Once again Mary has invited some of her favourite figures in the public eye to submit personal queries for her attention.
From Sir Les Patterson
Q. I am a distinguished Australian diplomat and happily married man, and I recently had a discreet liaison with a lady of oriental descent who was married to a newspaper tycoon. They are splitting up and I’m worried my name could be dragged into the limelight. How can I keep this out of the press? Alternatively, if it hits the headlines, how do I keep Lady Patterson from reading about it?
A. Tongues are already wagging so it is too late for a cover-up, but fortunately the scandal will break at a time when most senior commentators and grand inquisitors will be on holiday. In their absence, and in the absence of up-to-date images of yourself and Lady P, this story will have no fuel to fire it. Therefore take Lady P on a romantic maxi-break to a remote island, perhaps somewhere in Polynesia, where you can escape prying long lenses. By the time the festive season is over, a new scandal will have knocked your own off the perch.
From Andrew Castle
Q. After a career that has taken in Centre Court, the GMTV sofa and the ballroom, the time has come for a new hip. The operation is fairly routine but recovery will be spent at home in Balham over Christmas. The full house of family and friends will include my mother-in-law, whom I lovingly refer to as Cruella de Vil. I do love her but I don’t wish to spend every waking moment with her. How am I going to find some peace and quiet, being temporarily crippled and therefore unable to escape the kitchen?
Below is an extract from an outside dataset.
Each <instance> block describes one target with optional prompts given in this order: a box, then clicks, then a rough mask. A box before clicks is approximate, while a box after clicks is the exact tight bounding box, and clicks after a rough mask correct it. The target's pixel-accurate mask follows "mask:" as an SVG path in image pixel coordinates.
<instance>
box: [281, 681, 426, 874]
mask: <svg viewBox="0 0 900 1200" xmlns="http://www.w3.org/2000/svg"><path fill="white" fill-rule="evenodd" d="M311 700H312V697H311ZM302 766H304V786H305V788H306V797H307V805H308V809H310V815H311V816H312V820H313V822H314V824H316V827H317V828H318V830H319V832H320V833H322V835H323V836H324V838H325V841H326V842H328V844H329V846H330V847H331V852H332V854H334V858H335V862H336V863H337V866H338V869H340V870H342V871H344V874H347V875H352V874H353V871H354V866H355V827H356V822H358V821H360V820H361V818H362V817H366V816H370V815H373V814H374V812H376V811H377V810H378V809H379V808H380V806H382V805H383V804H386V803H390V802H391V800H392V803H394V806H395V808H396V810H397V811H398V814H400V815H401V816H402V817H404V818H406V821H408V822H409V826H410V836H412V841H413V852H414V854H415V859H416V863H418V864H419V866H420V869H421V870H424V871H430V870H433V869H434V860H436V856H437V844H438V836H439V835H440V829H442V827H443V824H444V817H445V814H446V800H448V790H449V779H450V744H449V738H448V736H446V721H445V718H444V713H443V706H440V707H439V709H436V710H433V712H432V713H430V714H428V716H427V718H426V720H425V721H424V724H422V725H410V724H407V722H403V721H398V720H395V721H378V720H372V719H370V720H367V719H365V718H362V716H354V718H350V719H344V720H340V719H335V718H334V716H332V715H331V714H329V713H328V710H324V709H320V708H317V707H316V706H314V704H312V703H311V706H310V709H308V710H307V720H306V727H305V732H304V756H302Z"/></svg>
A. Ask your wife to confide in Cruella the following confession she has extracted from you. Since you hold your mother-in-law in such enormously high esteem, you dread her witnessing the indignity of your having to make an unseemly wheelchair rush from the kitchen in order to fulfil a call of nature. Would she therefore be tactful enough to keep her own visits to the kitchen to the absolute minimum during the season of goodwill?
From Rachel Johnson
Q. I get sent a lot of advance copies of books both in proof and hardback. I am also often invited to the launch parties for said books by the authors. What is the form vis-à-vis buying a supernumerary copy of a book that you already own and have even read? I always buy the book if I don’t have a copy, but when I went to Daunt’s in Marylebone clutching a proof copy for the author to sign, he accused me of tightness within earshot of several luminaries I wanted to impress, who gave me pitying looks as they ostentatiously shelled out. I might add that I did once pay £20 for a copy of Robert McCrum’s P.G. Wodehouse biography and was wandering around with it unsigned at the launch at Penguin — only for McCrum to beard me and accuse me of stealing it from the heaped pile.
A. Fancy that. Book purchases at a launch used to be voluntary, but with some hardback ‘bestsellers’ shifting as few as 1,000 copies, the new protocol is that even reviewers should show support for the endangered habit of reading books by making a supernumerary purchase at the launch party. At least it can be inscribed and passed on as a present.
From Rory Stewart
Q. I have reluctantly concluded, after years of blaming food in Afghan villages, that my stomach may in fact be ‘lactose intolerant’. Apart from making me feel like a Californian hypochondriac — none of my friends believe me — it is also a political catastrophe. I am the MP representing the largest milk field in England, and the bit I enjoy most about my work is walking from farm to farm. Cumbrian farmers are very generous; in all the farmhouses I enter they lay on huge teas with buttery scones and cream cakes, and I am watched very carefully to make sure I eat it all. If I ask for black tea, dairy farmers are so shocked that they put milk in my tea anyway. If the truth gets out I expect no one will ever vote for me again. What do I do?
A. There is no satisfactory direct solution to this problem other than for you to persuade Sir Malcolm Rifkind to swap constituencies with you. Following a trek across Kensington Gardens to Notting Hill Gate, you would find around 80 per cent of the constituents you visited to be suffering from real or imaginary food allergies themselves, and serving afternoon teas rich with dairy-, yeast-, wheat- and gluten-free treats.
From Annabel Croft
Q. With three kids, my husband and I always have a problem as to whose sporting fixture we go to watch. It can’t be a decision based on the best school match or the best tea provided. How can we be fair?
A. Why not take a fatalistic stance? The children should pull numbers out of a hat at the beginning of each new term. This process will decide which matches you parents attend. The children can barter among themselves if they wish to change the running order.
From Philip Hook
Q. At the launch of my recent book Breakfast at Sotheby’s, an A-Z of the Art World, one of those who lined up for his book to be signed requested that I inscribe it ‘to my mentor’. Although I have known him for some time, and was grateful to him for buying the book, such a dedication would have been a total distortion of our relationship. How could I have handled the situation diplomatically and swiftly without blocking the access of the seething queue behind?
A. You should have written the dedication as requested, then outwitted the man by substitution, through sleight of hand, an ordinary copy signed only ‘Best wishes, Philip Hook’. Such an outrageous ambush deserved to be punished.